The New Zealand dollar shed nearly 1 percent on Tuesday after a report that the United States had stopped importing kiwi-fruit vine from New Zealand, giving investors a reason to sell into the currency's recent rally. Against the US currency, the Australian dollar slipped to $1.0087, from $1.0142 late in New York. It breached $1.0080 in early Asian trade but found a floor at $1.077, with solid support around $1.0000/10.
The New Zealand dollar lost 0.9 percent to fall to the day's low of NZ$0.7805, with charts suggesting it could extend its fall to $0.7700. The New Zealand dollar had leapt 3.7 percent last week to 31-month highs of $0.7975, its biggest weekly gain in 18 months.

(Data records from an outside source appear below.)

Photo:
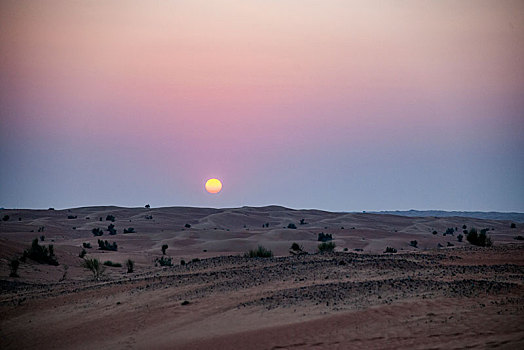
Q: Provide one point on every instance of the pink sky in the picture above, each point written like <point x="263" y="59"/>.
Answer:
<point x="343" y="105"/>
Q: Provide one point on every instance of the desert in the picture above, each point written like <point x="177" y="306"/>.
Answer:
<point x="432" y="295"/>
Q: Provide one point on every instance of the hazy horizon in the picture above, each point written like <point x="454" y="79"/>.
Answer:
<point x="331" y="105"/>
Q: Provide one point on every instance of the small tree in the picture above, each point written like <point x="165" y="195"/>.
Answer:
<point x="130" y="265"/>
<point x="13" y="265"/>
<point x="95" y="267"/>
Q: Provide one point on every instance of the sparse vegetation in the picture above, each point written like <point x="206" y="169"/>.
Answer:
<point x="324" y="237"/>
<point x="105" y="245"/>
<point x="112" y="264"/>
<point x="97" y="232"/>
<point x="326" y="247"/>
<point x="481" y="240"/>
<point x="40" y="253"/>
<point x="260" y="252"/>
<point x="130" y="264"/>
<point x="13" y="266"/>
<point x="94" y="266"/>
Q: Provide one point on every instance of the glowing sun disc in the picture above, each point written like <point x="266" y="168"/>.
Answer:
<point x="213" y="185"/>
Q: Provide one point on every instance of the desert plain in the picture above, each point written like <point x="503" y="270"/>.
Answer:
<point x="440" y="293"/>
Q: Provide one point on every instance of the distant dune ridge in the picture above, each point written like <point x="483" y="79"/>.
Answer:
<point x="391" y="282"/>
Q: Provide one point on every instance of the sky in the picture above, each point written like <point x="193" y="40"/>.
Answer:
<point x="335" y="105"/>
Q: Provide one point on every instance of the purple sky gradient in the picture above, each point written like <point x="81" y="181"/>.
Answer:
<point x="338" y="105"/>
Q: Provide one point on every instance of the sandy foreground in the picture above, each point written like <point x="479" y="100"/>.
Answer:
<point x="459" y="296"/>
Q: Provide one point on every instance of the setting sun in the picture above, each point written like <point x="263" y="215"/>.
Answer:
<point x="213" y="185"/>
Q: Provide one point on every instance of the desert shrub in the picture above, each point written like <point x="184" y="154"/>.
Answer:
<point x="260" y="252"/>
<point x="97" y="232"/>
<point x="112" y="264"/>
<point x="324" y="237"/>
<point x="482" y="239"/>
<point x="111" y="229"/>
<point x="105" y="245"/>
<point x="13" y="266"/>
<point x="130" y="264"/>
<point x="326" y="247"/>
<point x="94" y="266"/>
<point x="40" y="253"/>
<point x="164" y="261"/>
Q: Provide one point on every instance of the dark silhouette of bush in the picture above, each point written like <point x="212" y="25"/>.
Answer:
<point x="260" y="252"/>
<point x="94" y="266"/>
<point x="13" y="265"/>
<point x="97" y="232"/>
<point x="164" y="261"/>
<point x="40" y="253"/>
<point x="130" y="264"/>
<point x="111" y="229"/>
<point x="112" y="264"/>
<point x="322" y="237"/>
<point x="481" y="240"/>
<point x="105" y="245"/>
<point x="326" y="247"/>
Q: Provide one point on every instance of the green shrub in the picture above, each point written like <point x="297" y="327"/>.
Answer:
<point x="260" y="252"/>
<point x="97" y="232"/>
<point x="94" y="266"/>
<point x="112" y="264"/>
<point x="130" y="264"/>
<point x="326" y="247"/>
<point x="40" y="253"/>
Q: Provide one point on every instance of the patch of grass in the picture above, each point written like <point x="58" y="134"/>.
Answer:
<point x="260" y="252"/>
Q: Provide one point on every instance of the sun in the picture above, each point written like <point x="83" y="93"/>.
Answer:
<point x="213" y="185"/>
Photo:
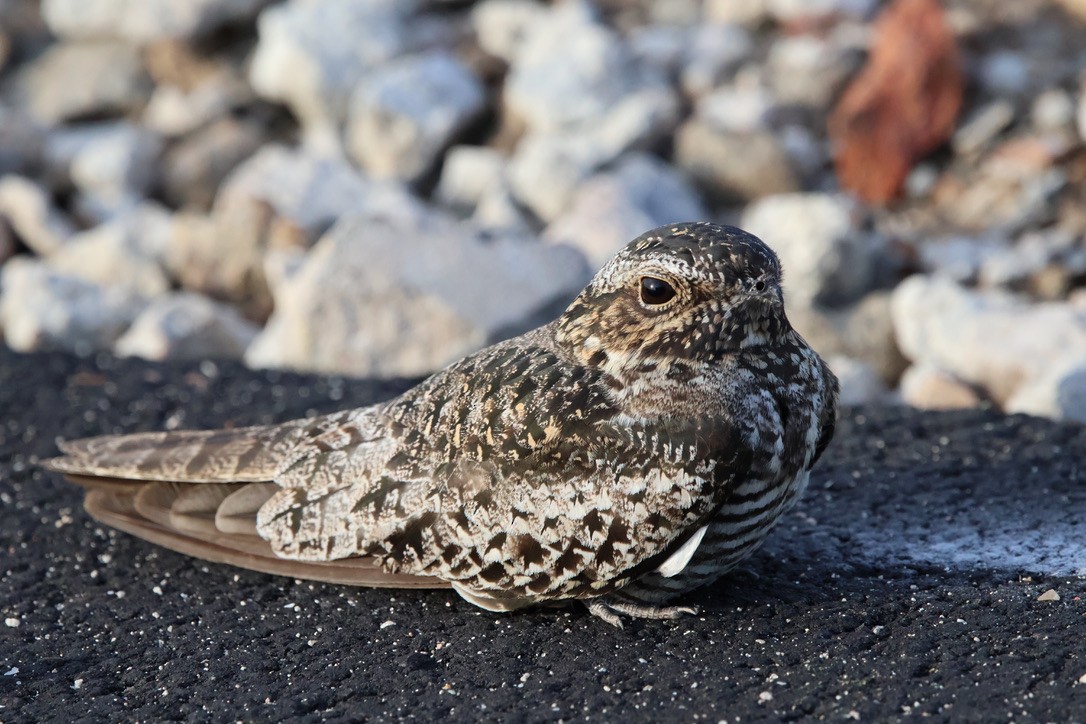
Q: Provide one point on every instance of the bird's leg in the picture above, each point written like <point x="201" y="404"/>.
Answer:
<point x="609" y="610"/>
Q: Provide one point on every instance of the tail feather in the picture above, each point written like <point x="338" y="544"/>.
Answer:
<point x="173" y="516"/>
<point x="193" y="456"/>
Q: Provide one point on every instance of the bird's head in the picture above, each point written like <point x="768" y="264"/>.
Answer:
<point x="684" y="292"/>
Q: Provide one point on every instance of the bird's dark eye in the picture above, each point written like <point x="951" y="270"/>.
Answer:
<point x="656" y="291"/>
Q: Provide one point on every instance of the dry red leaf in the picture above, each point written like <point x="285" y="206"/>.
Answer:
<point x="903" y="104"/>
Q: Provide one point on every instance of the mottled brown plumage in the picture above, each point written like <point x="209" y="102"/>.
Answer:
<point x="636" y="447"/>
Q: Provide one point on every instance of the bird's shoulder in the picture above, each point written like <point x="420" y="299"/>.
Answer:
<point x="508" y="402"/>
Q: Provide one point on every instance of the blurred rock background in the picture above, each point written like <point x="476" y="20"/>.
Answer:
<point x="379" y="187"/>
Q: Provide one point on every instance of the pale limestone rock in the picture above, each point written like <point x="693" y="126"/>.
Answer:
<point x="406" y="113"/>
<point x="28" y="211"/>
<point x="187" y="326"/>
<point x="41" y="308"/>
<point x="992" y="339"/>
<point x="380" y="297"/>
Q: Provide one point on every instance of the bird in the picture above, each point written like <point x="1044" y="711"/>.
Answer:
<point x="633" y="449"/>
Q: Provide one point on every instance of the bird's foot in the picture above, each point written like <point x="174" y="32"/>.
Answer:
<point x="613" y="610"/>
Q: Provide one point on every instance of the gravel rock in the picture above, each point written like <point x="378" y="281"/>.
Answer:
<point x="927" y="386"/>
<point x="712" y="52"/>
<point x="71" y="80"/>
<point x="570" y="72"/>
<point x="279" y="199"/>
<point x="312" y="53"/>
<point x="1058" y="393"/>
<point x="1004" y="73"/>
<point x="405" y="114"/>
<point x="641" y="192"/>
<point x="143" y="21"/>
<point x="400" y="297"/>
<point x="187" y="326"/>
<point x="546" y="169"/>
<point x="467" y="174"/>
<point x="29" y="212"/>
<point x="737" y="108"/>
<point x="7" y="242"/>
<point x="497" y="210"/>
<point x="734" y="166"/>
<point x="862" y="331"/>
<point x="860" y="384"/>
<point x="21" y="141"/>
<point x="194" y="167"/>
<point x="990" y="339"/>
<point x="1052" y="111"/>
<point x="502" y="25"/>
<point x="826" y="258"/>
<point x="798" y="11"/>
<point x="174" y="111"/>
<point x="808" y="71"/>
<point x="128" y="252"/>
<point x="749" y="13"/>
<point x="116" y="170"/>
<point x="982" y="127"/>
<point x="45" y="309"/>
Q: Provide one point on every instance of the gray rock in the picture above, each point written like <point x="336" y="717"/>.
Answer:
<point x="187" y="326"/>
<point x="927" y="386"/>
<point x="808" y="71"/>
<point x="961" y="257"/>
<point x="497" y="210"/>
<point x="378" y="296"/>
<point x="1004" y="73"/>
<point x="640" y="193"/>
<point x="7" y="242"/>
<point x="660" y="47"/>
<point x="1045" y="263"/>
<point x="546" y="169"/>
<point x="797" y="11"/>
<point x="311" y="55"/>
<point x="982" y="127"/>
<point x="570" y="71"/>
<point x="279" y="199"/>
<point x="859" y="382"/>
<point x="862" y="331"/>
<point x="737" y="109"/>
<point x="71" y="80"/>
<point x="116" y="170"/>
<point x="1058" y="393"/>
<point x="29" y="212"/>
<point x="174" y="111"/>
<point x="734" y="166"/>
<point x="128" y="252"/>
<point x="1052" y="111"/>
<point x="194" y="167"/>
<point x="986" y="338"/>
<point x="21" y="141"/>
<point x="405" y="114"/>
<point x="43" y="309"/>
<point x="501" y="25"/>
<point x="749" y="13"/>
<point x="143" y="21"/>
<point x="712" y="52"/>
<point x="828" y="259"/>
<point x="467" y="174"/>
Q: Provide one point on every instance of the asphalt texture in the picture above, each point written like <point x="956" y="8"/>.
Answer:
<point x="906" y="584"/>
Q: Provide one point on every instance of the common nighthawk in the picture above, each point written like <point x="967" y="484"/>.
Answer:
<point x="636" y="447"/>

Traders cited a recent strong run of New Zealand data, especially Thursday's jobs report, that hardened bets for New Zealand rates to rise to 3.25 percent in March, from 3 percent now. Against the euro however, the Australian and New Zealand dollars held close to two-month highs as European debt woes gave investors a reason to cut stretched positions across currencies.
The euro fell as far as A$1.3687, a level last seen on September 13, and threatening a record low of A$1.3654 that was also last seen on September 13. In New Zealand dollars, the euro eased to a low of NZ$1.7587, near a two-month trough of NZ$1.7576 hit on Friday.